Muzibao ouvre sa rubrique « notes de passage » avec une toute première contribution extérieure. Elle est due à Cécile Riou et instaure ainsi une sorte de résonance entre Poezibao, qui publie en ce moment en feuilleton un grand texte de Cécile Riou, « Phrase Unique » et ce tout nouveau Muzibao.
Cécile Riou a assisté à un concert du Quatuor Tana, où fut donné le Quatuor n°3 « Shadows » de Yann Robin
La note de concert de Cécile Riou :
Le 2 décembre 2016, à la maison de la culture de Bourges, le quatuor Tana arrive sur la scène. Le quatuor Tana prend des précautions oratoires et programmatiques. Explique que Yann Robin est un compositeur de la saturation, et que s’ils ont choisi de modifier l’ordre du programme, d’abord Debussy, puis Ligeti, enfin Yann Robin après l’entracte, c’est strictement pour des raisons d’épuisement. Épuisement des interprètes. Épuisement de l’auditeur spectateur. Épuisement des instruments.

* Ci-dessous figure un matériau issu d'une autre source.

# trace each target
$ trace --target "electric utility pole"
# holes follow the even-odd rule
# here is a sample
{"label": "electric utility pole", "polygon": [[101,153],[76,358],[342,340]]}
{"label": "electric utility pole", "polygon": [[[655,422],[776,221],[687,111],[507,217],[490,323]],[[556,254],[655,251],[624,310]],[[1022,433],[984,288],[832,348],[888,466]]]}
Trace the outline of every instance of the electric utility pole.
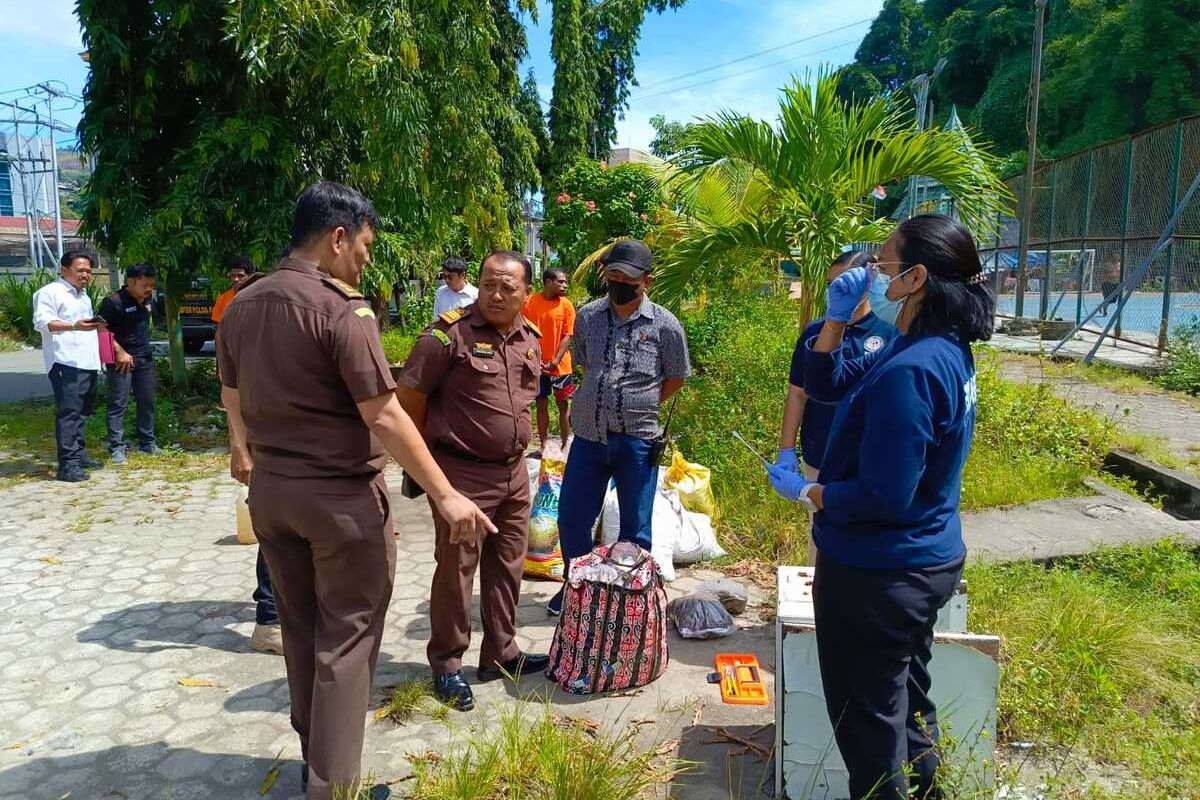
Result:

Ils se prêtent à une démonstration pédagogique de tout ce qu’il est interdit de faire lorsqu’on apprend à tenir un archet ou à produire de « beaux » sons, au conservatoire. On frappe la caisse du violoncelle, on joue de l’autre côté du chevalet, on fait l’essuie-glace avec l’archet, on en arrache les crins échevelés toutes les trois minutes (on comprend alors rétrospectivement la mystérieuse présence de deux archets sur les pupitres, d’un violoncelle supplémentaire couché sagement sur le flanc à écouter Debussy et Ligeti, attendant son heure).
Musique savante, celle de Yann Robin, drôle, tendue, éprouvante aux oreilles qui se vrillent.
Les musiciens sont des athlètes, en nage, hors d’haleine, épaules démontées, sautant sur leur chaise, dansant violemment avec leur flamme rouge de lutherie, les partitions (numériques) se tournent toutes seules, d’une pression du pied sur un boitier – le moyen de laisser pour un instant l’instrument devenu furieux, qui crache de sa boîte vernie des harmoniques hirsutes ?
Le spectacle est total, la fumée mieux qu’à l’opéra jaillit des archets colophanés.
Ce quatuor donne aussi, en 19 minutes, le sentiment d’une époque, la nôtre : la vitesse, l’épuisement, l’excès, la drôlerie, le corps en mouvement, la machine folle. Antoine Maisonhaute, le premier violon, recommande avec humour d’attacher sa ceinture et de prendre garde au décollage. Grincement, couinement, frôlement, choc, je ne sais pas si on décolle vraiment, mais le corps est projeté contre le fauteuil.
Le quatuor Tana ose.
Cécile Riou
Les ressources :
→ Voir et écouter, en ligne, l’intégralité de ce quatuor joué par le quatuor Tana :
Le Quatuor Tana joue « Shadows » de Yann Robin.
→ Lire la note de programme de Yann Robin, dont voici un extrait:
« ce troisième quatuor à cordes, spécifiquement écrit pour le Quatuor tana, s’intitule Shadows, les ombres, ces silhouettes qui se transforment et se déforment, ces zones sombres, indécises, immatérielles et mystérieuses qui résultent de l’interception de la lumière par un objet. ces ombres se diffractent, éclatent en une polyphonie énergétique où les gestes instrumentaux se démultiplient, s’entrechoquent et s’interpénètrent »
→ Une courte interview (2’) de Yann Robin
La suggestion de Muzibao :
→ si l’écoute se révèle difficile, Muzibao conseille de pousser le curseur en deux points, à 7’40 et puis à 11’35 où l’on découvre d’étranges sonorités, très mystérieuses, en accord avec le titre, shadows, les ombres… on pense aux "Ombres errantes", de Couperin (ici dans un version pour piano avec Iddo Bar Shai et au titre de Pascal Quignard, dont l’œuvre est vouée aux ombres errantes.
→ Ce quatuor de Yann Robin permet aussi de constater à quel point la forme quatuor à cordes, réputée comme la plus savante et la plus emblématique de l’art d’un musicien, reste sur le devant de la scène au XXe et au XXIe siècles.
→ Et enfin, de manière plus anecdotique, ce point évoqué par Cécile Riou : les musiciens jouent avec une partition numérique, sur tablette, et tournent les pages à partir d’une petite pédale, comme on le voit très bien sur la vidéo.